Banned Books

Credit: Bernice  Yu/ Credit: Bernice Yu/

We need to be more accepting of those who “turn the world to glass.” Like Ralph Waldo Emerson says in his essay, “The Poet,” the ideal individual in society is unconventional and deviates from the norm in order to expose society to the realities of the world. However, people like these, including the authors of many controversial yet important texts, are people we often need but do not want in our lives, so we try to silence their voices and society’s access to their bold claims.

Last Sunday, Sept. 24, marked the beginning of the 35th celebration of Banned Books Week. Started in 1982 by Judith Krug, a past employee of the American Library Association (ALA) and former director of ALA’s Office of Intellectual Freedom (OIF), the goal of the week is to bring awareness to the books that are challenged or banned in public libraries in America.

But books aren’t banned anymore, right? Many people probably assume this to be true, especially living in the United States, a country so proud of its Constitution and the freedoms declared under the First Amendment. However, if anything, book challenging and banning are becoming more prevalent and problematic.

Challenges, filed by people trying to prohibit books and other materials in their libraries or mandatory school curricula, mostly stem from concerns including “sexually explicit” content, “offensive language,” age inappropriateness, LGBTQ representation, and “religious viewpoints,” according to studies conducted by the OIF on reported book challenges. Of the hundreds of challenges filed and reported in 2016, more than half of the materials that were challenged were actually banned and removed from those particular libraries’ circulation. According to OIF data, bans previously were only implemented, on average, for 10 percent of total yearly challenges. The book bannings of 2016 are a concerning escalation from the norm.

With arguments about how society is becoming too “politically correct,” free speech and censorship have been the focal point of many discussions. People are worried about their ideas being suppressed in favor of more diverse and inclusive perspectives, yet fail to realize that they themselves often treat opposing people in the same way. In fact, the OIF reported that, “of the 2015 Top Ten Most Frequently Challenged Books, nine of them contained diverse content... includ[ing] content by or about people of color, LGBTQ people and/or people with disabilities.”

In the divided and polarized society we live in, we must learn to recognize our differences and the rights granted to us under the First Amendment.

While people may have conflicting viewpoints, none really have the right to silence others’ voices or restrict access to materials just because they clash with their values or beliefs.
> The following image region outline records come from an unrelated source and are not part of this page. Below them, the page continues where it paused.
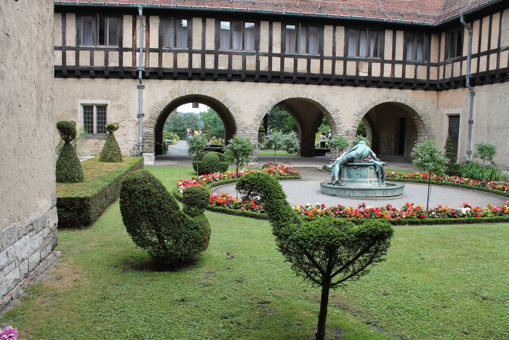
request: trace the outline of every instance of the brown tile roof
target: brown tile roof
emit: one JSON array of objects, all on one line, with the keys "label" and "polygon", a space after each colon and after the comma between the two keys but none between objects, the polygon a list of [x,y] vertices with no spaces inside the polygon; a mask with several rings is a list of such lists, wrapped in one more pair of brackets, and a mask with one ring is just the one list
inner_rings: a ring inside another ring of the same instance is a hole
[{"label": "brown tile roof", "polygon": [[55,5],[145,5],[224,11],[262,11],[300,15],[436,23],[460,13],[507,0],[57,0]]}]

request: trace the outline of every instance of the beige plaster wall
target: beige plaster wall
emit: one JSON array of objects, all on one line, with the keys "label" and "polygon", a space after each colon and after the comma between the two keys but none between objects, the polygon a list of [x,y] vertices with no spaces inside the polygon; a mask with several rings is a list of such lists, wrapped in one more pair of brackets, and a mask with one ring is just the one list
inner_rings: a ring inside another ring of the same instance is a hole
[{"label": "beige plaster wall", "polygon": [[[503,83],[475,88],[475,96],[472,118],[471,149],[475,151],[475,144],[488,142],[496,145],[495,161],[503,168],[509,169],[509,84]],[[466,153],[469,92],[467,89],[443,91],[439,95],[439,115],[441,122],[441,138],[439,145],[445,144],[447,114],[460,115],[460,131],[458,155],[464,160]]]},{"label": "beige plaster wall", "polygon": [[53,16],[50,0],[0,7],[1,227],[52,206]]},{"label": "beige plaster wall", "polygon": [[55,256],[53,18],[52,0],[0,6],[0,311]]}]

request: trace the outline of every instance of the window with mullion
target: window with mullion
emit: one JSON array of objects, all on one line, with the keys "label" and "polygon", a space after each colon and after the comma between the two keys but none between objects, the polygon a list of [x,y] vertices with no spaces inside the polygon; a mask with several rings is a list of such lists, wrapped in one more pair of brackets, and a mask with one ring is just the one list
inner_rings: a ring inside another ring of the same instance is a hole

This year, Banned Books Week’s theme was appropriately named “Our Right to Read,” and encouraged people to express their opposing views on problematic literature, instead of immediately pushing to ban.
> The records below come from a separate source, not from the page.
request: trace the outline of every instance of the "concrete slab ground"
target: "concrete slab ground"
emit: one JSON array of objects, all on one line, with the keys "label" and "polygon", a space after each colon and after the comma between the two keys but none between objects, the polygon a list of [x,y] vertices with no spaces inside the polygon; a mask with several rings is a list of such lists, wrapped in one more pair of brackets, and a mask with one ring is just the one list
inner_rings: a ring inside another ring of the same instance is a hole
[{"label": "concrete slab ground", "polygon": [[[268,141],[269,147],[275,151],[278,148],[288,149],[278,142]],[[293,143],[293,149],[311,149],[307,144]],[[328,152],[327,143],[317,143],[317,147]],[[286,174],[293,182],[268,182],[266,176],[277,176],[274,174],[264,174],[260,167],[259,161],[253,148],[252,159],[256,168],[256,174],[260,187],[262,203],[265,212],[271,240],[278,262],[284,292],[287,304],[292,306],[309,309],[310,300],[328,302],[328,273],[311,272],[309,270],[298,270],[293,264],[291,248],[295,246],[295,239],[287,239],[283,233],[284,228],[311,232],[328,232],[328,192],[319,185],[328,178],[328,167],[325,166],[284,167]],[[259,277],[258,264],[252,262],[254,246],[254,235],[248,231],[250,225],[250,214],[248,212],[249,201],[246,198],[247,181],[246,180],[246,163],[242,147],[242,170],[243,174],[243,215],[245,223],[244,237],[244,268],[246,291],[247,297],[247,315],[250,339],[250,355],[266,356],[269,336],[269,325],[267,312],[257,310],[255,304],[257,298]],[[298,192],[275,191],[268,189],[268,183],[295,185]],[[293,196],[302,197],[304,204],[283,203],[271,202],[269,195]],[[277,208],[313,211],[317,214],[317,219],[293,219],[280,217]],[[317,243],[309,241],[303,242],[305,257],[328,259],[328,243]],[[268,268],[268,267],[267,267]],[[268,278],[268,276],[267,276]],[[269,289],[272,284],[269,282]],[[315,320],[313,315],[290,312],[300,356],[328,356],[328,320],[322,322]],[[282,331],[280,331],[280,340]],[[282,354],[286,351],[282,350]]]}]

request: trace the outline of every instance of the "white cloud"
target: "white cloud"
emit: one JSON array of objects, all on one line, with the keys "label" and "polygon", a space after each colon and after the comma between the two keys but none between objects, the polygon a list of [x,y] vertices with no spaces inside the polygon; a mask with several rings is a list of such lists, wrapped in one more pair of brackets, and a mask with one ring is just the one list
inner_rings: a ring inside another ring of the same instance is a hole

Most, if not all, of the concerns leading to book challenges are subjective, merely a matter of differing opinions. Everyone should be able to freely choose to read as they please and not restrict others’ access to education and broader perspectives.

Several years ago, the Library of Congress created an exhibit entitled, Books that Shaped America. Among the 100 titles included on the list, 30 of them have been challenged or banned. Truthfully, this makes a lot of sense. The most influential works are typically the most controversial — they make such a big impact because they leave us reeling from their words and the messages within. They open our eyes to new perspectives and make transparent the bitter truth of our reality (or the harsh realities of the past), which we try so desperately to ignore or forget.

Restricting books is not the solution. Facing conflict and dissent is easier said than done, but it’s the only way society will ever come close to being where it should be. Because even if we have differing views and our ideal societies don’t seem to align, we all essentially want the same things: respect and acknowledgement. Whenever we shut others down, nobody wins — resentment only grows, and the chasm between each side widens.

As Banned Books Week comes to a close, we must remember that although officially over, the celebration doesn’t have to stop. We should
continue to carry out the values that the week has taught us and become well-informed, vocal members of society. Rather than shutting each other down and shying away from dissonant opinions, we must strive to educate ourselves through literature and conversation.